Frugal Living – Being Frugal Begins with Attitude!

Low Prices Ahead

Low Prices Ahead (Photo credits: mydoorsign.com)

When it comes to saving money it doesn’t have to be all work. It can also be a little fun. I know that living frugally brings to mind all sorts of unpleasant things to many people. But those that live frugally often have a zealous approach to frugal ideas. They are actually excited by the idea of saving a little money. And it doesn’t matter how little it really is.

Frugal living becomes a game you play against yourself. You are looking for ways to save. I started out simply looking to see if I could really lower our electric bill. And I did with very little effort. Then I looked to our heating costs. Hey, I did it again. Then I looked to our driving expenses.

Frugal living isn’t something that is painless on a family when you take the attitude that you must do it. It is like cleaning house. It is something that has to be done. You can either make it a good experience or a bad one. With the wrong attitude you will probably fail.

Consider frugal living as a challenge. And the best thing is that you are improving more than just your financial situation. Many financial counselors and advisors say that when people gain control of their money, they gain control of their lives. That is because self-control bleeds over into other things. You simply begin to look at things differently.

Whether you are looking to a frugal life out of need or out of a shrewd money management plan, begin by simply tackling one area of your expenses. Then move on to another. Over time, you will find that your attitude changes and you look at things differently.

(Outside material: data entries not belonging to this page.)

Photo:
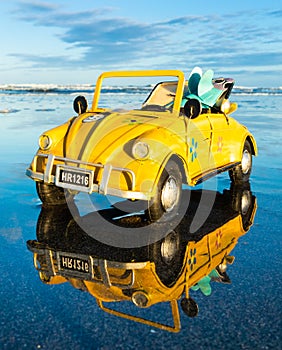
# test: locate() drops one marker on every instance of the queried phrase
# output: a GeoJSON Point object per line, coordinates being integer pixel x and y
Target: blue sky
{"type": "Point", "coordinates": [64, 42]}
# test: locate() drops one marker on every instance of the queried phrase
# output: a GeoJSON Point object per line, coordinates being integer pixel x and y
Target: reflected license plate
{"type": "Point", "coordinates": [73, 265]}
{"type": "Point", "coordinates": [74, 178]}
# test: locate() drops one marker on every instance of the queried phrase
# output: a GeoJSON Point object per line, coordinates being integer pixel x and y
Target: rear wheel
{"type": "Point", "coordinates": [50, 194]}
{"type": "Point", "coordinates": [242, 172]}
{"type": "Point", "coordinates": [167, 199]}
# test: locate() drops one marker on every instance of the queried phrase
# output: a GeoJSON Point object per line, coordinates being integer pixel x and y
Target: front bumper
{"type": "Point", "coordinates": [72, 265]}
{"type": "Point", "coordinates": [103, 187]}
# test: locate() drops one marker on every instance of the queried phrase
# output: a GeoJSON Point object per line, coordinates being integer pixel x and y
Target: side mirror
{"type": "Point", "coordinates": [192, 108]}
{"type": "Point", "coordinates": [80, 104]}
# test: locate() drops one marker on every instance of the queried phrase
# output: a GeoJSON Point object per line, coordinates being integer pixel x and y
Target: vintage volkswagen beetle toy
{"type": "Point", "coordinates": [182, 133]}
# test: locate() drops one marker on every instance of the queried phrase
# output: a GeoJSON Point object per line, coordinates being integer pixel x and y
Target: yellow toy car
{"type": "Point", "coordinates": [182, 133]}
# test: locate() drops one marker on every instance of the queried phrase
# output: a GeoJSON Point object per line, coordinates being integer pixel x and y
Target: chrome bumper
{"type": "Point", "coordinates": [102, 188]}
{"type": "Point", "coordinates": [55, 266]}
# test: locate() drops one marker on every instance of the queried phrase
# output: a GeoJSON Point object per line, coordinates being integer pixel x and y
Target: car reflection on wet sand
{"type": "Point", "coordinates": [164, 271]}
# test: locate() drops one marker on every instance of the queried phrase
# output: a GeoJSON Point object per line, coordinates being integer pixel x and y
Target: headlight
{"type": "Point", "coordinates": [44, 142]}
{"type": "Point", "coordinates": [140, 299]}
{"type": "Point", "coordinates": [140, 150]}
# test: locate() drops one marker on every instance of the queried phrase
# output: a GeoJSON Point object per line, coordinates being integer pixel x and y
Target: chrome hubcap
{"type": "Point", "coordinates": [170, 194]}
{"type": "Point", "coordinates": [169, 247]}
{"type": "Point", "coordinates": [246, 161]}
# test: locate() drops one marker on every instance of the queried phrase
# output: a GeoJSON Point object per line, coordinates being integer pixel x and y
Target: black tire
{"type": "Point", "coordinates": [241, 173]}
{"type": "Point", "coordinates": [189, 307]}
{"type": "Point", "coordinates": [166, 202]}
{"type": "Point", "coordinates": [168, 255]}
{"type": "Point", "coordinates": [50, 194]}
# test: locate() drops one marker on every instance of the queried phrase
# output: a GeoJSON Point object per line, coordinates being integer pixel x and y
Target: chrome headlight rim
{"type": "Point", "coordinates": [140, 150]}
{"type": "Point", "coordinates": [44, 142]}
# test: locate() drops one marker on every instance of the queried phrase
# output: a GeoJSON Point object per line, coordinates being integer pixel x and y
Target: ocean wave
{"type": "Point", "coordinates": [130, 89]}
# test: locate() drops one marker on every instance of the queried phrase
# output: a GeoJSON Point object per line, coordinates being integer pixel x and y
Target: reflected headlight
{"type": "Point", "coordinates": [140, 150]}
{"type": "Point", "coordinates": [44, 142]}
{"type": "Point", "coordinates": [140, 299]}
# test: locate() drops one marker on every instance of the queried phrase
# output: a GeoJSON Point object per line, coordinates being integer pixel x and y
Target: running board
{"type": "Point", "coordinates": [213, 173]}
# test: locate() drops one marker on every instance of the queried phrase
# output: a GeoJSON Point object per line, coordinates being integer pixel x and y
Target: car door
{"type": "Point", "coordinates": [199, 143]}
{"type": "Point", "coordinates": [220, 140]}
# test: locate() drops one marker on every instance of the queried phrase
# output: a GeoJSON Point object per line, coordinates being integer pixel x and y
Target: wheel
{"type": "Point", "coordinates": [50, 194]}
{"type": "Point", "coordinates": [167, 199]}
{"type": "Point", "coordinates": [242, 172]}
{"type": "Point", "coordinates": [243, 202]}
{"type": "Point", "coordinates": [168, 256]}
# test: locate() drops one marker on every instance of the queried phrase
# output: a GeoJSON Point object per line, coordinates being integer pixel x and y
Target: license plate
{"type": "Point", "coordinates": [73, 265]}
{"type": "Point", "coordinates": [74, 178]}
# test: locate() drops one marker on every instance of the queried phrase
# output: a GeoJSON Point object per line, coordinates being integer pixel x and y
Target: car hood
{"type": "Point", "coordinates": [94, 137]}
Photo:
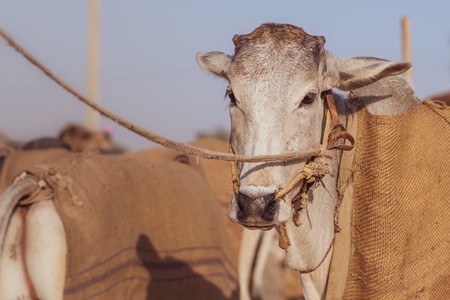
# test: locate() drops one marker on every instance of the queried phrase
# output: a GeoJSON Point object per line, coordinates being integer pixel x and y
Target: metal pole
{"type": "Point", "coordinates": [93, 63]}
{"type": "Point", "coordinates": [406, 47]}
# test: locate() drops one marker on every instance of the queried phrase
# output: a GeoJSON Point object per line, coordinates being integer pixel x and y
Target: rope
{"type": "Point", "coordinates": [176, 146]}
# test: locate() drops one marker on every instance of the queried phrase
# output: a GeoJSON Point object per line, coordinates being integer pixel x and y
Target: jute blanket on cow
{"type": "Point", "coordinates": [217, 173]}
{"type": "Point", "coordinates": [139, 230]}
{"type": "Point", "coordinates": [400, 226]}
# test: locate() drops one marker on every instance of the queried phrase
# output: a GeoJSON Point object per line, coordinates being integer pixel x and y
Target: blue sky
{"type": "Point", "coordinates": [148, 70]}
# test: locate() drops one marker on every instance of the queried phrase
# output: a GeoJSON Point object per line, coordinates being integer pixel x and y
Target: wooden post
{"type": "Point", "coordinates": [93, 63]}
{"type": "Point", "coordinates": [406, 47]}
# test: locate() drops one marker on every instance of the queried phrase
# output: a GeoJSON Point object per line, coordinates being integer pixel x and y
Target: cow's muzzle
{"type": "Point", "coordinates": [256, 213]}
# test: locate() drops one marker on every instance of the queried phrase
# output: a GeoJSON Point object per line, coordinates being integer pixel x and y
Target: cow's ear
{"type": "Point", "coordinates": [217, 63]}
{"type": "Point", "coordinates": [357, 72]}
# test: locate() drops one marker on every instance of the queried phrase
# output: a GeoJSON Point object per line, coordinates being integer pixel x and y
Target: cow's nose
{"type": "Point", "coordinates": [259, 208]}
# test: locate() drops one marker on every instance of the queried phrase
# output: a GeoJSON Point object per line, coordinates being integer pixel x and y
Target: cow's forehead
{"type": "Point", "coordinates": [275, 48]}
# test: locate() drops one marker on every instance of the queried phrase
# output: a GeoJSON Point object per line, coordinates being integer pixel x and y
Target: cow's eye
{"type": "Point", "coordinates": [309, 99]}
{"type": "Point", "coordinates": [232, 98]}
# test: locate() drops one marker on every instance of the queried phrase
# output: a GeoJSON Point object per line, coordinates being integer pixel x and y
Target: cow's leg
{"type": "Point", "coordinates": [46, 250]}
{"type": "Point", "coordinates": [249, 244]}
{"type": "Point", "coordinates": [13, 281]}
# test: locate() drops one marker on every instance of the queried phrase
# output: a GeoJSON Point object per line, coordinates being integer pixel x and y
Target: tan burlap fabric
{"type": "Point", "coordinates": [19, 160]}
{"type": "Point", "coordinates": [400, 227]}
{"type": "Point", "coordinates": [140, 230]}
{"type": "Point", "coordinates": [217, 173]}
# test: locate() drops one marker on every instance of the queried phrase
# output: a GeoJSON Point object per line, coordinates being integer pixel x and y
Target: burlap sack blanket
{"type": "Point", "coordinates": [400, 226]}
{"type": "Point", "coordinates": [217, 173]}
{"type": "Point", "coordinates": [139, 230]}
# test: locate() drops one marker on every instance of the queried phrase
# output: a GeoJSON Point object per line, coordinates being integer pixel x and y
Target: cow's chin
{"type": "Point", "coordinates": [282, 215]}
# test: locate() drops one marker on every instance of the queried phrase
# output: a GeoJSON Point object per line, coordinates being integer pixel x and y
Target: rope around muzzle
{"type": "Point", "coordinates": [311, 173]}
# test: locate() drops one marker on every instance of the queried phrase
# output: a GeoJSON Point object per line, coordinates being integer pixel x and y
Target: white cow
{"type": "Point", "coordinates": [277, 79]}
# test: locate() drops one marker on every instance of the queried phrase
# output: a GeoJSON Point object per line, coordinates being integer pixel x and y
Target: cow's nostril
{"type": "Point", "coordinates": [270, 211]}
{"type": "Point", "coordinates": [262, 208]}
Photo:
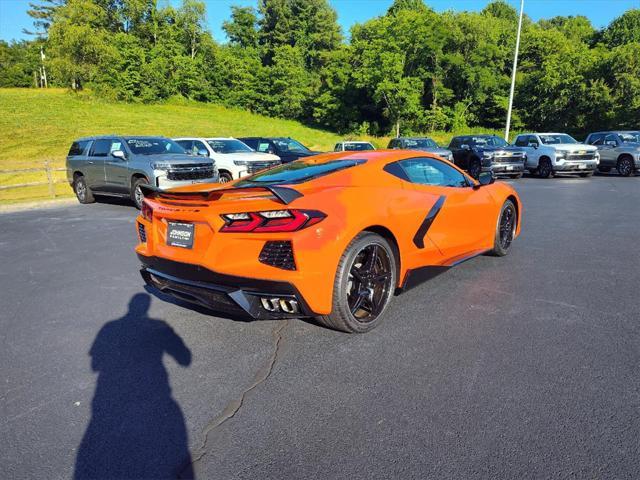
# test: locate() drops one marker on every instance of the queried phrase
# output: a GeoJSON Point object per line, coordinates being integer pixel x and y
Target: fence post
{"type": "Point", "coordinates": [52, 187]}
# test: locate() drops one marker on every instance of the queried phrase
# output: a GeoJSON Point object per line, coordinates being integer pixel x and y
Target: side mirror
{"type": "Point", "coordinates": [485, 178]}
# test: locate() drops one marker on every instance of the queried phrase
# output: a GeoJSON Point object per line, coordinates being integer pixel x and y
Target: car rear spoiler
{"type": "Point", "coordinates": [286, 195]}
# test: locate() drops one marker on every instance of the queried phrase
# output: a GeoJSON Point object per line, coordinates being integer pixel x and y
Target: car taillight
{"type": "Point", "coordinates": [146, 211]}
{"type": "Point", "coordinates": [271, 221]}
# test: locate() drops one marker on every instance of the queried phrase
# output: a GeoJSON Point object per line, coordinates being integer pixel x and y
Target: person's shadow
{"type": "Point", "coordinates": [137, 429]}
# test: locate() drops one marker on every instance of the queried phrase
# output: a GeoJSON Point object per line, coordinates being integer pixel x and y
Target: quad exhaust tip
{"type": "Point", "coordinates": [276, 304]}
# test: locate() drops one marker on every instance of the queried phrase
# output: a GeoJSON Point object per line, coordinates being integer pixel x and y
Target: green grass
{"type": "Point", "coordinates": [39, 125]}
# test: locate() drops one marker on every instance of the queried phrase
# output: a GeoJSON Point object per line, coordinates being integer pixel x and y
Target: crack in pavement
{"type": "Point", "coordinates": [234, 406]}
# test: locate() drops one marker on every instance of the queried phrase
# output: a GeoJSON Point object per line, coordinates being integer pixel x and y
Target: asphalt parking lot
{"type": "Point", "coordinates": [521, 367]}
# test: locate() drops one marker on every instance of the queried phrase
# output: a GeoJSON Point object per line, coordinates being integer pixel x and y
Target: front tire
{"type": "Point", "coordinates": [136, 192]}
{"type": "Point", "coordinates": [82, 190]}
{"type": "Point", "coordinates": [364, 284]}
{"type": "Point", "coordinates": [225, 177]}
{"type": "Point", "coordinates": [475, 167]}
{"type": "Point", "coordinates": [505, 229]}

And you start seeing that you can save money (to spend on things that really matter) without much exertion at all. And that’s the best thing about the frugal challenge — you save money.

 

Frugal Living – Starting to Live Frugally

Downshifting by definition means trading a high standard of living and low (often highly stressful) quality of life for a higher quality of life.

A downshifted life is a simpler life and often richer in time rather than in money. So, in order to downshift, one needs to have some money to spare at first. This might not necessarily be a lump sum in the bank. It might be equity tied up in your home or other possessions that you could sell. Downshifting might then involve moving to a smaller home or a similar home in a less expensive area or selling some of your possessions.

If you are in debt then this is an issue you will probably want to tackle as a matter of urgency. Living frugally and downshifting your lifestyle may well form part of your plans for lifting yourself out of debt. It can be a very satisfying way to decrease your living costs without feeling that you are depriving yourself.

Here are a few simple things to try for one week to demonstrate to yourself that you can reduce your costs and change your money spending activities:

- have a week that is media-free i.e. no television, radio, newspapers or magazines and notice how you are less tempted to spend money on what you feel you “ought to have.”

- Stay away from supermarkets. Buy your food only from local independent retailers or farms. Notice how much less you spend on food now that you have to work a little harder to get it and that you are less tempted to impulse buy.

- No eating out or takeaways. If you feel like having a food treat, make yourself a special candle-lit dinner.
There is an important difference between poverty and frugal simplicity. Poverty is involuntary and disabling whereas frugal simplicity is voluntary and empowering.